Much to the chagrin of many people, not least those at LeapFrog, this is the kind of thing I wanted to get a couple months experience with before I had an opinion.
The main stumbling block is that this is sold as being for ages 3-5. That’s a tough sell right there, because I’m not sure I’m all for a video system at the ripe old age of three, and even moving past that, I wonder about the attention span for something that is not exactly cheap. I have a little girl just at that opening age, and she loves a lot of things, especially when The Little Einsteins and so on are involved, but she loves many of them for about fifteen seconds.
So, first off, what is it?
The Zippity plugs into your television, and is a “game system” that your child controls using a large mat with an oversized joystick. The action is controlled by either moving the joystick or stepping on a colored space. The included games feature Mickey Mouse Clubhouse, Handy Manny, The Little Einsteins, and My Friends Tigger & Pooh. I should note that this is an exclusively LeapFrog and Disney collaboration. There are expansion cartridges with Cars and Disney Princesses, and others, but you’re going to be stuck with Disney titles.

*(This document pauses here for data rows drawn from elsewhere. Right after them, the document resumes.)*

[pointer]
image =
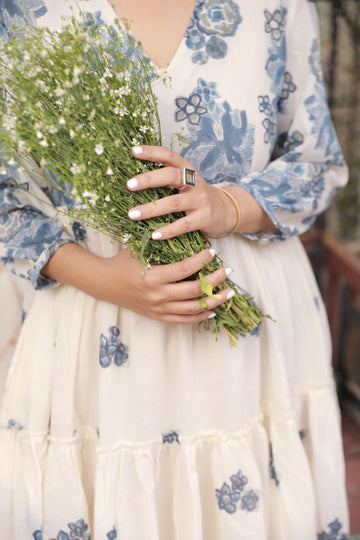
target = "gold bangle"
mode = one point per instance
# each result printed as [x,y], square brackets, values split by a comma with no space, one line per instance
[238,215]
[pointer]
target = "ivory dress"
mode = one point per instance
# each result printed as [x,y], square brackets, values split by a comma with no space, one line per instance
[116,426]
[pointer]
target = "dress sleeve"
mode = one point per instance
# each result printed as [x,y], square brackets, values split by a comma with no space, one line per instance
[30,226]
[307,166]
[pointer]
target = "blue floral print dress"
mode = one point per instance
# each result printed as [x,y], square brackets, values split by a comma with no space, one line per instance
[115,426]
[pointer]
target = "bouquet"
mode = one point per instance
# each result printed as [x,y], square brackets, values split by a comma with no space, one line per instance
[74,103]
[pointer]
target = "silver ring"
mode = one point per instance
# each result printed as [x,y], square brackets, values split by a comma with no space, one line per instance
[188,178]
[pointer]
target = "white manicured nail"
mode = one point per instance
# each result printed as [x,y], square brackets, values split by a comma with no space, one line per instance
[134,214]
[230,295]
[132,183]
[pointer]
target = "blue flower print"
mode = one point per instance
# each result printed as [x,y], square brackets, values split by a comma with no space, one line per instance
[112,349]
[265,105]
[275,65]
[195,39]
[212,21]
[322,126]
[275,23]
[189,109]
[268,108]
[112,535]
[77,531]
[270,130]
[334,532]
[227,499]
[207,92]
[19,12]
[221,146]
[249,501]
[238,481]
[171,437]
[218,17]
[79,231]
[216,47]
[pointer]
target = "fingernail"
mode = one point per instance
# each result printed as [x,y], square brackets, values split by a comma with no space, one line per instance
[132,183]
[134,214]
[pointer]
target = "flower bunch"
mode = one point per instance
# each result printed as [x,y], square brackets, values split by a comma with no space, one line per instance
[75,103]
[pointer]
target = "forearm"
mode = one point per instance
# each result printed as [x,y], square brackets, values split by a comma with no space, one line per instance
[253,219]
[74,265]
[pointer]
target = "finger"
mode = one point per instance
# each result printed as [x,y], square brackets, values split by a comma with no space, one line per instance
[194,307]
[162,207]
[166,176]
[184,319]
[186,290]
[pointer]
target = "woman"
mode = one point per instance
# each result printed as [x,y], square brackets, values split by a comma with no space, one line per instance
[184,438]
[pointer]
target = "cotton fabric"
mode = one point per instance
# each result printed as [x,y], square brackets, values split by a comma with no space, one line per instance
[117,426]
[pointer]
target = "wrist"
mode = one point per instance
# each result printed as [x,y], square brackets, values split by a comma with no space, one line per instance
[233,215]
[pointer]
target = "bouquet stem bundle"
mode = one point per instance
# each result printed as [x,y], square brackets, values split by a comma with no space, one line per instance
[75,102]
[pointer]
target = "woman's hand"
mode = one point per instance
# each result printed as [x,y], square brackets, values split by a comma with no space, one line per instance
[157,292]
[206,209]
[160,292]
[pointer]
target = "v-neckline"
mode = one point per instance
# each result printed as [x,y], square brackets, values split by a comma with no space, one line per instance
[178,49]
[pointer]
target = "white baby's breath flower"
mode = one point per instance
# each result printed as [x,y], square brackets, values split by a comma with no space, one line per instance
[77,72]
[22,146]
[8,122]
[93,197]
[76,169]
[59,92]
[99,149]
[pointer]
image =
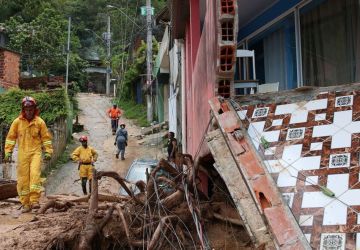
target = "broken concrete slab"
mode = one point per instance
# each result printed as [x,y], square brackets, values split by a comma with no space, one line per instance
[227,168]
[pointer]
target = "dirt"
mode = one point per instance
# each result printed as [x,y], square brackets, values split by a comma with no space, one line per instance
[93,115]
[33,231]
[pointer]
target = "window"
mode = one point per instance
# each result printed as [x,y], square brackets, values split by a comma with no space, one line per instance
[330,41]
[275,54]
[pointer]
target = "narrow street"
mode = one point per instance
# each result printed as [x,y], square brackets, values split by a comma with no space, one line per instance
[97,127]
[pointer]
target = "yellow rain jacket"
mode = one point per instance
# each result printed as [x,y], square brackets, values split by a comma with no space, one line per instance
[32,137]
[87,156]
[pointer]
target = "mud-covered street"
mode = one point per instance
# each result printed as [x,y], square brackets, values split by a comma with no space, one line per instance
[97,127]
[62,180]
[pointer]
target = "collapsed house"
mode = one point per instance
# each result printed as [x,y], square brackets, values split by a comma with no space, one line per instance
[302,143]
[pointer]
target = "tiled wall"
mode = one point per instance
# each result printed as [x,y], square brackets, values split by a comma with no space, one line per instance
[309,145]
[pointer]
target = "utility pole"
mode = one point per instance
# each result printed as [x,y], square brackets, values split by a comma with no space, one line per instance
[67,57]
[108,69]
[148,62]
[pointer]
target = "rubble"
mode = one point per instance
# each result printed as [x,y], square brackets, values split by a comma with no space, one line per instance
[169,212]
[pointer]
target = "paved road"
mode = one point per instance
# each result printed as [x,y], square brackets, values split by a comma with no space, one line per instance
[97,127]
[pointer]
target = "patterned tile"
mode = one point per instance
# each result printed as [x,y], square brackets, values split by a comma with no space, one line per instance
[314,148]
[332,241]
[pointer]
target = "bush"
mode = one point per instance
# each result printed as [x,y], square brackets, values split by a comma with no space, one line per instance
[52,104]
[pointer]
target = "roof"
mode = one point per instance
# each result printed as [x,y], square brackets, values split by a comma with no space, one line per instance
[10,50]
[179,11]
[163,15]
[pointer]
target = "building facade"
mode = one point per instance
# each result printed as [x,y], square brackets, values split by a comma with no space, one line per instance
[9,69]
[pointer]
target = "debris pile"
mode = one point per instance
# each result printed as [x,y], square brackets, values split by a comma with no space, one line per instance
[168,212]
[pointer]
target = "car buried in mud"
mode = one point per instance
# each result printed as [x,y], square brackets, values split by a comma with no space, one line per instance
[137,172]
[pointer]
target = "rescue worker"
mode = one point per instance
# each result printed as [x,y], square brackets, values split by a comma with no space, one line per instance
[32,135]
[114,114]
[121,141]
[86,156]
[171,146]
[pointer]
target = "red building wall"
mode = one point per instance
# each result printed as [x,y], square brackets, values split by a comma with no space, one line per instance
[9,69]
[201,58]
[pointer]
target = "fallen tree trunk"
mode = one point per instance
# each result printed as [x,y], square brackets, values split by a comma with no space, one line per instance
[7,189]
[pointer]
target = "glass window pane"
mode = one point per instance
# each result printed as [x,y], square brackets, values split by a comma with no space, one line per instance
[275,54]
[330,42]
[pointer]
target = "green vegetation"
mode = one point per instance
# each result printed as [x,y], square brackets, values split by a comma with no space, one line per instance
[134,111]
[52,105]
[136,68]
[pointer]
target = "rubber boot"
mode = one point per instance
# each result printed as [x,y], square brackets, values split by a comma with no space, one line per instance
[83,185]
[90,186]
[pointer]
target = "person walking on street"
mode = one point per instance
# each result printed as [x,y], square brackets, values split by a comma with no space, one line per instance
[33,137]
[86,156]
[114,114]
[121,141]
[171,146]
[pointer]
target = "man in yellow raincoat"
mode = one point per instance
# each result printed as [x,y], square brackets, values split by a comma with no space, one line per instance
[33,136]
[86,156]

The games focus on learning colors, numbers, memory skills, etc., and each show features two games with two levels of difficulty. Your child steps on the correct color to answer questions, or just to make the characters dance around. In one of The Little Einsteins‘ games, the joystick is used to get Rocket to collect musical instruments. You get the idea.
What’s the verdict?
Well, I’ve had this thing for a few months now, and my daughter loves it. She jumps around like a maniac, and laughs hysterically. There’s dancing, hopping, pushing, and pulling, and she loves the characters. It took her quite a while to figure out what she was supposed to be doing, and she needed some guidance, but she was just barely three when it first arrived. She tries to sing along and talks to the screen, and has a lot of fun. She seems to have also latched onto the idea that now she has a “game,” because her brother is allowed to play with his Didj and on the Wii, so there’s a lot of, “My game is called Zippity!”

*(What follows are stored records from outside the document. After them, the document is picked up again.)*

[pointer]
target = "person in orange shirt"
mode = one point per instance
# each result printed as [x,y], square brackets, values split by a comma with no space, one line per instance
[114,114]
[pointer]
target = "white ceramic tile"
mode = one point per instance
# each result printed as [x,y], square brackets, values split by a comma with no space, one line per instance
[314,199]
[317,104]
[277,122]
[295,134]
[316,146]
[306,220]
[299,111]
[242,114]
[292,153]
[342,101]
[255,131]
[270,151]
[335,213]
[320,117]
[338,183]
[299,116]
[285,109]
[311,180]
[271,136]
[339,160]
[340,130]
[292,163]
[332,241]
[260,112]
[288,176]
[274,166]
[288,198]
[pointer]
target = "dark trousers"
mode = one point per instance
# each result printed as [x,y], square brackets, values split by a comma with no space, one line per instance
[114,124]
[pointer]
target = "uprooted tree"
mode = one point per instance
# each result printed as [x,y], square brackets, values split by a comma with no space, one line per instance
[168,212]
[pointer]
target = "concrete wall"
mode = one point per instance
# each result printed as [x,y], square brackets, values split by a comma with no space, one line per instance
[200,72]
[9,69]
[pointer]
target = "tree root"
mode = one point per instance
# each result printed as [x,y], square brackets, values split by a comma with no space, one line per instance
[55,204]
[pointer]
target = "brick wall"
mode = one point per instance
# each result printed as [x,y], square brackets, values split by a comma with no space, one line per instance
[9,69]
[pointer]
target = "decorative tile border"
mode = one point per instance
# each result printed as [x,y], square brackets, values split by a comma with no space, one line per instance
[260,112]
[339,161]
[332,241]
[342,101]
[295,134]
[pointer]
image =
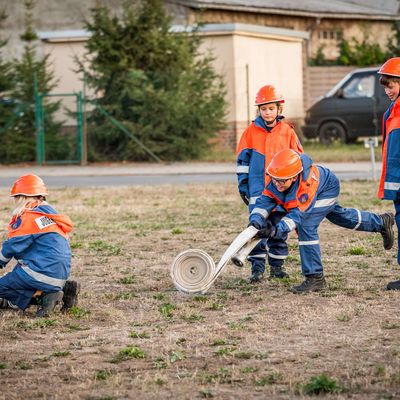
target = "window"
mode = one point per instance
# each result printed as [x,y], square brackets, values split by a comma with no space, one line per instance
[329,35]
[361,86]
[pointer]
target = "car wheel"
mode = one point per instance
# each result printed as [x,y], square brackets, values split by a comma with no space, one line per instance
[331,132]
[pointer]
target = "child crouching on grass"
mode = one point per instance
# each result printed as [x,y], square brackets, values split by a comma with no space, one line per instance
[38,240]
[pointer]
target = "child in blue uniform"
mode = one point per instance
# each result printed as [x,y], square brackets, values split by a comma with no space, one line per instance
[38,240]
[309,193]
[389,187]
[266,135]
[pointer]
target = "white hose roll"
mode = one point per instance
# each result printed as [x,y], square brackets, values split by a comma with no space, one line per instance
[193,271]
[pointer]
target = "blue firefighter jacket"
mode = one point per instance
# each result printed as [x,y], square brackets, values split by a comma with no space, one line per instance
[38,240]
[255,150]
[314,184]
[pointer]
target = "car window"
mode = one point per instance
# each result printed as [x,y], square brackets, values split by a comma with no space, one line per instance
[361,86]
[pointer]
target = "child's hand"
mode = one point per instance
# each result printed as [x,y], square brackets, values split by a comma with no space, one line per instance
[268,231]
[244,197]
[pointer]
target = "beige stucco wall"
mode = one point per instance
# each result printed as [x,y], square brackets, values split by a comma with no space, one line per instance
[379,31]
[237,52]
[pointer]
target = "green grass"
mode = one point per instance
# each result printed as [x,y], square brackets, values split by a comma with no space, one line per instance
[128,353]
[340,152]
[321,384]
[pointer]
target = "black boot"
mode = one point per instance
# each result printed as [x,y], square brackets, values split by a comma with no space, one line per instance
[277,272]
[387,230]
[394,285]
[255,277]
[48,303]
[312,283]
[3,303]
[70,298]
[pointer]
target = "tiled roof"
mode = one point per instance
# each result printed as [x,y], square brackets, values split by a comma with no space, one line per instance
[387,9]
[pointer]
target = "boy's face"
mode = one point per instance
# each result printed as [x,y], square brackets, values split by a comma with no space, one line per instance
[269,112]
[283,184]
[392,90]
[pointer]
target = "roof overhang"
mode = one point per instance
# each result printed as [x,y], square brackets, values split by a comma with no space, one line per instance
[286,12]
[80,35]
[203,30]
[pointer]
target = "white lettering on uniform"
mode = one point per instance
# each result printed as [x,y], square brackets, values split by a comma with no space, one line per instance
[44,222]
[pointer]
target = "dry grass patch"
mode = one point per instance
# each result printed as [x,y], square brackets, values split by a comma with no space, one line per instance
[134,336]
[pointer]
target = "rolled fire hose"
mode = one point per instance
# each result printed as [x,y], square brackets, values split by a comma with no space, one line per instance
[193,271]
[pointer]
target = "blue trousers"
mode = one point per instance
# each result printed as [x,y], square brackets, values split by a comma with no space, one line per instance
[16,290]
[397,218]
[276,249]
[327,207]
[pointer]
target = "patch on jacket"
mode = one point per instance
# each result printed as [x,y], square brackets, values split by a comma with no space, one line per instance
[44,222]
[303,198]
[16,224]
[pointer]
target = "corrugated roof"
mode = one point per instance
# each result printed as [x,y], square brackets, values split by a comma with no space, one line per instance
[369,9]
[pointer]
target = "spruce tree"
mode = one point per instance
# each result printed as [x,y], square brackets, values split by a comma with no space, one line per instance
[153,81]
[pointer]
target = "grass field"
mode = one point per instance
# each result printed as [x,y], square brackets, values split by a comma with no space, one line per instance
[134,336]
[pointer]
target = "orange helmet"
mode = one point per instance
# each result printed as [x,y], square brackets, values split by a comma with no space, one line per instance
[285,164]
[29,185]
[268,94]
[391,67]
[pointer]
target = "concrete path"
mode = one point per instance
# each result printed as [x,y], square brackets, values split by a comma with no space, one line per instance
[154,174]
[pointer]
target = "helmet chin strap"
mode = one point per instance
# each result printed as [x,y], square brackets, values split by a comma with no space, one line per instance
[270,122]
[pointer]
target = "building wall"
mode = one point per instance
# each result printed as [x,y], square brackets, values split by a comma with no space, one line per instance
[326,32]
[245,74]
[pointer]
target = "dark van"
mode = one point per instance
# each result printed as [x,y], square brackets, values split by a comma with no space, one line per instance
[352,108]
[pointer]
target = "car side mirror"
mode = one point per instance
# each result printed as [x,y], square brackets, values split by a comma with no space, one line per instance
[340,93]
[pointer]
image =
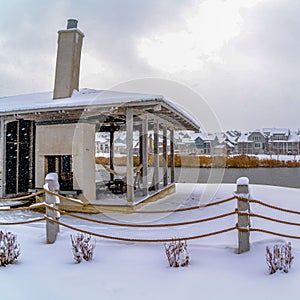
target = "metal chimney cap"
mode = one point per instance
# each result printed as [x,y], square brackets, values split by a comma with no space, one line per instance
[72,23]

Months into the experiment, she hasn’t grown tired of it, though she doesn’t get to use it too regularly, because the very idea still makes me just a bit uncomfortable, but she has tons of fun with it.

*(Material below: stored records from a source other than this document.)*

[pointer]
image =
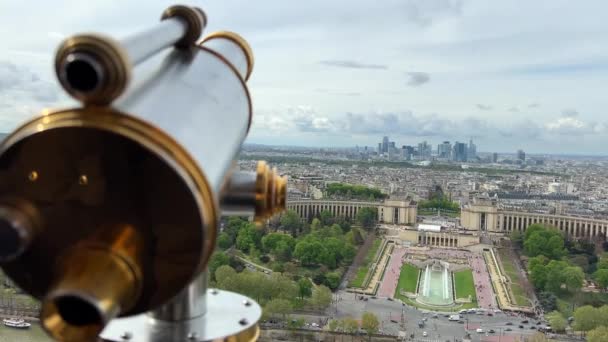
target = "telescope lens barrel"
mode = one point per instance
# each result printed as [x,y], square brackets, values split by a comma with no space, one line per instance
[82,72]
[18,227]
[95,282]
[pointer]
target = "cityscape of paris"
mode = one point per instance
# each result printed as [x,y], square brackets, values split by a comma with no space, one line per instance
[403,170]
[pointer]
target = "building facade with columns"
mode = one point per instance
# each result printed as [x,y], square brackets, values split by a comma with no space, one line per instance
[486,215]
[390,211]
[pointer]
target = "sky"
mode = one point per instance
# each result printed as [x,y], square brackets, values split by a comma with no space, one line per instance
[508,74]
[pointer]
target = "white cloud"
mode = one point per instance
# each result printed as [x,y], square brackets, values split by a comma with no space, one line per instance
[470,47]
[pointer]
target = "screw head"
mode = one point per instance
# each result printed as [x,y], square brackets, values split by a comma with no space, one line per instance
[32,176]
[83,180]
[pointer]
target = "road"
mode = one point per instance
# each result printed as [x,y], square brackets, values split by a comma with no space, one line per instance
[389,313]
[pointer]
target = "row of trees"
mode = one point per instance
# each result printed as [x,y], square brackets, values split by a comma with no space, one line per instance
[548,268]
[442,202]
[592,320]
[277,293]
[369,323]
[353,191]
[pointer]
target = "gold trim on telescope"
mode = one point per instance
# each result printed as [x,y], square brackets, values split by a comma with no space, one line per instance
[114,73]
[240,41]
[195,19]
[148,136]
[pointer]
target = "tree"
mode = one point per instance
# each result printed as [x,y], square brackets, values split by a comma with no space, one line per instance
[601,277]
[308,252]
[517,238]
[367,217]
[217,259]
[304,288]
[332,280]
[316,225]
[573,277]
[334,325]
[326,217]
[599,334]
[603,263]
[537,337]
[548,301]
[278,307]
[290,221]
[247,238]
[369,323]
[586,318]
[321,297]
[224,273]
[224,241]
[328,258]
[350,325]
[357,237]
[557,322]
[232,227]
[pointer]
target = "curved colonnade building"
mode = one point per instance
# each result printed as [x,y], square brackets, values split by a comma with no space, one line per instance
[485,215]
[481,216]
[389,211]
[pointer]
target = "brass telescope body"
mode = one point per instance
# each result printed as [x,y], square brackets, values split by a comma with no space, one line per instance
[114,206]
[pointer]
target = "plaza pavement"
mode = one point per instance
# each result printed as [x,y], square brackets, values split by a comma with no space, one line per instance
[481,278]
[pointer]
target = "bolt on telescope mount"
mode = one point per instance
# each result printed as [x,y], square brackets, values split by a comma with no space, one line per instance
[109,212]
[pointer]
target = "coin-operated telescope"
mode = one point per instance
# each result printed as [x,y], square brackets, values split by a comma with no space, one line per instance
[109,211]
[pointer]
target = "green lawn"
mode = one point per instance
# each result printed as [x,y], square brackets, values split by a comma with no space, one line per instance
[362,270]
[359,277]
[516,281]
[465,287]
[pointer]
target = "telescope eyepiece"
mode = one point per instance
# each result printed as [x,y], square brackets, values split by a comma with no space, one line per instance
[18,226]
[78,311]
[82,72]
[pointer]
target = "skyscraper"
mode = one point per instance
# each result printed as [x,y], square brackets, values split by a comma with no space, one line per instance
[444,150]
[459,152]
[385,144]
[472,151]
[424,150]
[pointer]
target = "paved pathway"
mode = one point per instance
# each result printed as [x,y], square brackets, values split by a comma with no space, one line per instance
[483,285]
[481,278]
[391,276]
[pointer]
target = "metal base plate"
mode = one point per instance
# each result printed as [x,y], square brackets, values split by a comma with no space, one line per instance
[230,316]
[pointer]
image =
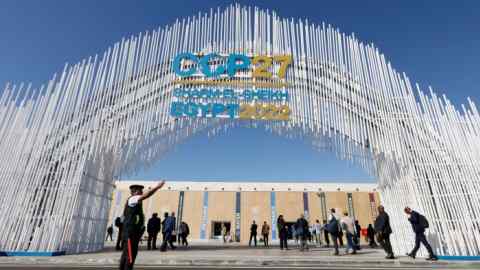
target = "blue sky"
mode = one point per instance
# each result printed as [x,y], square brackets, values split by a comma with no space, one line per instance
[434,42]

I like the games as well, because the learning involved seems solid. The different levels for the games seem to add to the difficulty in a meaningful way, though she isn’t really up to the challenge. I also find it nice that the different shows are put together with very different games, and it’s clear that my daughter knows that one set of characters is colors, for example, while others are different types of games.
I also like that there are expansions, but I’m slightly nervous that there won’t be many more. As of now, I believe there are only three, and two of them are pretty girl-oriented, and for the money required I can see where people may want a bit more choice.
The fun factor clearly passes the test, and I believe the educational value does as well. The only thing left is the quality, and my daughter has tried her best to beat this thing to a pulp for months now, and you’d never know it. There is no such thing as moving the joystick a bit to the left for her, there is only ram it one way or the other with all her might, and the thing has held up fine. She has also jumped on the pad for all she’s worth, and it doesn’t seem at all the worse for it.
I definitely give this one a recommendation to any who might be interested. With all the possibilities out there, this one is perhaps a bit pricey, but I find it to be a solid product. I have always been pretty firmly of the belief that if there is learning to be done, there’s no reason it can’t be done while laughing hysterically, and the Zippity fits that bill.
I’d love to have a video here, since LeapFrog has many of them for the product, but they don’t seem interested in making that an easy task. You can check out some video of the product at their homepage here though.
In the interest of full disclosure, I will mention that LeapFrog sent me one of these to try out.